Tenciu, ja przywiązuję końcówki pędów do wszelakich podpór albo do ogrodzenia. Podobno można też śledziami do namiotu albo szpilkami od nawadniania, ale jeszcze nie próbowałam i myślę, że na mojej lekkiej glebie te szpilki by prędzej czy później wyskakiwały z ziemi.
pela11, moje
Red Leonardo dorosły mi w tym sezonie do kolan. Ale jak wspomniałam to był pierwszy sezon io pewnie teraz będą trochę wyższe.
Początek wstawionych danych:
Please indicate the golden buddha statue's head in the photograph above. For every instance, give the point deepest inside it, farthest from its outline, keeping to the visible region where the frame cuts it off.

W każdym razie są niższe niż ich brat, różowy
Leonardo. I jeszcze raz zapewniam, że to świetna róża.
JLG, ale niespodzianka, jak mi miło Asiu widzieć Twój wpis.

Może z wiosną znowu nas będziesz odwiedzać i doradzać ogrodowo, na co bardzo liczę. Ostatnio, z powodu malej ilości odwiedzin w moim wątku, myślę sobie, że nadchodzi koniec mojej przygody na FO, tzn. że będę tylko czytać innych, a u siebie już przystopuję.
A tu nagle taka miła niespodzianka. Cieszę się, że o mnie pamiętasz.
Co do czosnków zgadzam się całkowicie w kwestii ich oddziaływania na szkodniki.